Quote:
Originally Posted by Starson17
One comment I have is that you made it harder to help you by posting only a partial recipe. I suspect you were trying to simplify, but a solution to one part may complicate another part - as you know from the comments on keep_only.
|
That's right, I was trying to simplify 'cause I didn't want to bother too much.
Sorry for that.

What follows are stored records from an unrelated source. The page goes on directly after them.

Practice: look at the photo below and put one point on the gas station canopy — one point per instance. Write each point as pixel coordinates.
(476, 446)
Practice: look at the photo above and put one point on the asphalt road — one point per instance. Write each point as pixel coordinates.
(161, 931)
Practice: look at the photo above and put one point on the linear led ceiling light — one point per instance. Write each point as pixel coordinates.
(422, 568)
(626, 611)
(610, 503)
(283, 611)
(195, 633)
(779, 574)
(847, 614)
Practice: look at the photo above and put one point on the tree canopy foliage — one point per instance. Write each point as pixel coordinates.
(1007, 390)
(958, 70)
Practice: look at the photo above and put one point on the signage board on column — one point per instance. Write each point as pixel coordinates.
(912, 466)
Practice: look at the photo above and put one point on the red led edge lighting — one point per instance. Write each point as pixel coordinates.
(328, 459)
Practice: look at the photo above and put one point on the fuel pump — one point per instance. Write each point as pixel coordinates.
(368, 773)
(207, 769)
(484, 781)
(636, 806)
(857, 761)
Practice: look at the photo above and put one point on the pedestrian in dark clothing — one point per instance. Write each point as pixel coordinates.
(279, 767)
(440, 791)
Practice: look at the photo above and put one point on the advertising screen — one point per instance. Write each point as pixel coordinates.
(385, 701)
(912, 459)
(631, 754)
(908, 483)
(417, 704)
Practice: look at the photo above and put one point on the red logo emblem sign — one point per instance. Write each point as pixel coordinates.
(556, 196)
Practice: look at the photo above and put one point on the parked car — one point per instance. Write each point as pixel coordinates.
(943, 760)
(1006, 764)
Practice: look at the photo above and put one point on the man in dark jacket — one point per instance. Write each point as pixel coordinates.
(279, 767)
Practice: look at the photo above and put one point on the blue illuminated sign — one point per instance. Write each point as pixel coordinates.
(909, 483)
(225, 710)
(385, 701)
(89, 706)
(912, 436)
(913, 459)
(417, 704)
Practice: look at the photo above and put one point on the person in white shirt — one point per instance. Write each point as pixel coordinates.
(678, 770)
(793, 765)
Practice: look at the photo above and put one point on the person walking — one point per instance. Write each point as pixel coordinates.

Here's the entire (original) recipe, that in fact is included in the last version of Calibre:
Spoiler:
Code:
#!/usr/bin/env python
__license__ = 'GPL v3'
__copyright__ = '2008, Kovid Goyal <kovid at kovidgoyal.net>'
'''
pagina12.com.ar
'''
import re
from calibre.web.feeds.news import BasicNewsRecipe
from calibre.ebooks.BeautifulSoup import Tag, NavigableString
class Pagina12(BasicNewsRecipe):
title = 'Pagina/12 - Edicion Impresa'
__author__ = 'Pablo Marfil'
description = 'Diario argentino'
INDEX = 'http://www.pagina12.com.ar/diario/secciones/index.html'
language = 'es'
encoding = 'cp1252'
remove_tags_before = dict(id='fecha')
remove_tags_after = dict(id='fin')
remove_tags = [dict(id=['fecha', 'fin', 'pageControls','logo','logo_suple','fecha_suple','volver'])]
masthead_url = 'http://www.pagina12.com.ar/commons/imgs/logo-home.gif'
no_stylesheets = True
preprocess_regexps= [(re.compile(r'<!DOCTYPE[^>]+>', re.I), lambda m:'')]
def get_cover_url(self):
soup = self.index_to_soup('http://www.pagina12.com.ar/diario/principal/diario/index.html')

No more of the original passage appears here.